Everything You Know About Exposure to Risk is WRONG

Lucas Schiavini | ルスキラ
3 min readFeb 22, 2023

We need to start to see risk differently. Instead of seeing anything volatile as risky, why don’t we start looking at it like “What stressors can I avoid and which must I face?”.

Investors have studied risk extensively this past decade and one of them, Nassim Taleb, came up with the idea of Black Swans and how one should expose oneself to them.

He divided them into 2 possible exposures.

Concave, and Convex.

Concave

Basically, with Concave exposure, you have known gains and unknown possible losses.

  • Where depending on the product you buy (leveraged future market) your losses approach infinity.

Convex

With Convex exposure, you have known losses (limited) and unknown possible gains.

  • If you are exposing yourself in the financial market, you can be in a convex situation where the gains are virtually unlimited (startup investments), and the losses are known (the money you put in, no more than that).

Jensen’s Inequality

Jensen’s inequality is a mathematical concept regarding how for convex functions, the average expectation is greater than the expectation of averages.
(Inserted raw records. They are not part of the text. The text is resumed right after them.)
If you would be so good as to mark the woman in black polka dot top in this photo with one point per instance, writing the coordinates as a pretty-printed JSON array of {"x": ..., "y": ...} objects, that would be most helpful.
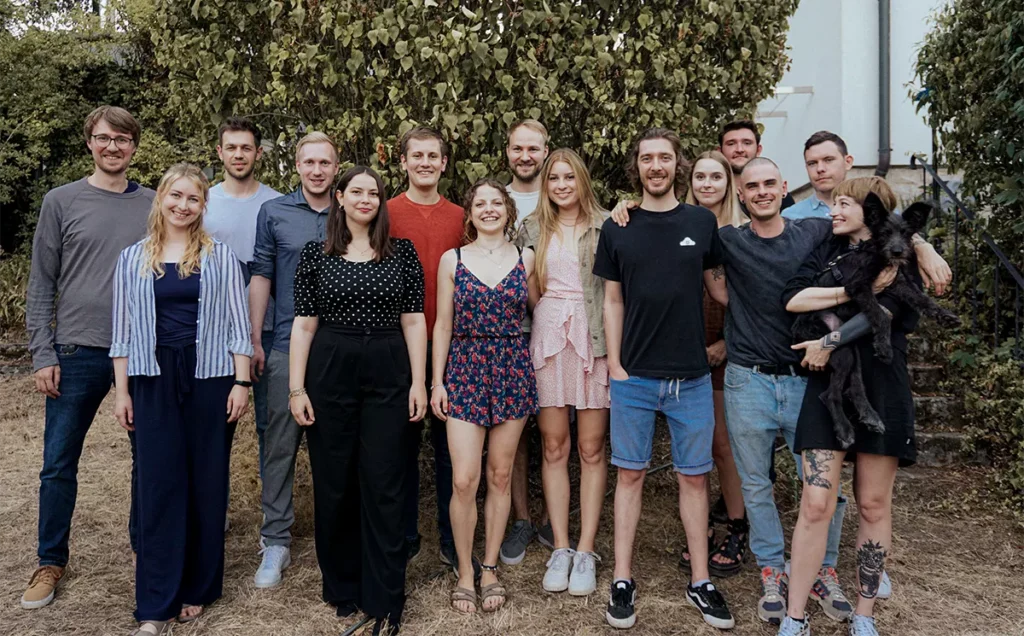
[{"x": 356, "y": 372}]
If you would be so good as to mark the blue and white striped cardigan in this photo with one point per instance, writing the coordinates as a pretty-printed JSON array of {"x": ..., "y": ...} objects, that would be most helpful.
[{"x": 223, "y": 314}]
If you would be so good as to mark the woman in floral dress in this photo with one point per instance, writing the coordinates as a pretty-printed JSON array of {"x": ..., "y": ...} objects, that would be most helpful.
[{"x": 489, "y": 387}]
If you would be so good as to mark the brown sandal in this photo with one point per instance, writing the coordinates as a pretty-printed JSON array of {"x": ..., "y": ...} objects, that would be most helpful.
[{"x": 463, "y": 595}]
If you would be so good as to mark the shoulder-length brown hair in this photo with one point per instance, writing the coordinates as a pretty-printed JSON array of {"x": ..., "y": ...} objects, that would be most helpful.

What does that mean?

Look at the picture again.

For convex payoffs, on average we will have a good result, even if individual observations give us consistent losses.

Example: Nassim has withstood significant daily losses for his shorts(betting against) the 2000s housing market. However, when he did win, he won big and it far exceeded his daily losses combined.

But for that to be the case, one needs to expose to stressors(the payoffs are the result of stressors).

And one needs to know which situation is convex(with limited damage and unlimited gains — like going to the gym) and when it’s concave (limited gains — taking a pill for any pain — and possible unlimited losses — death from side effects).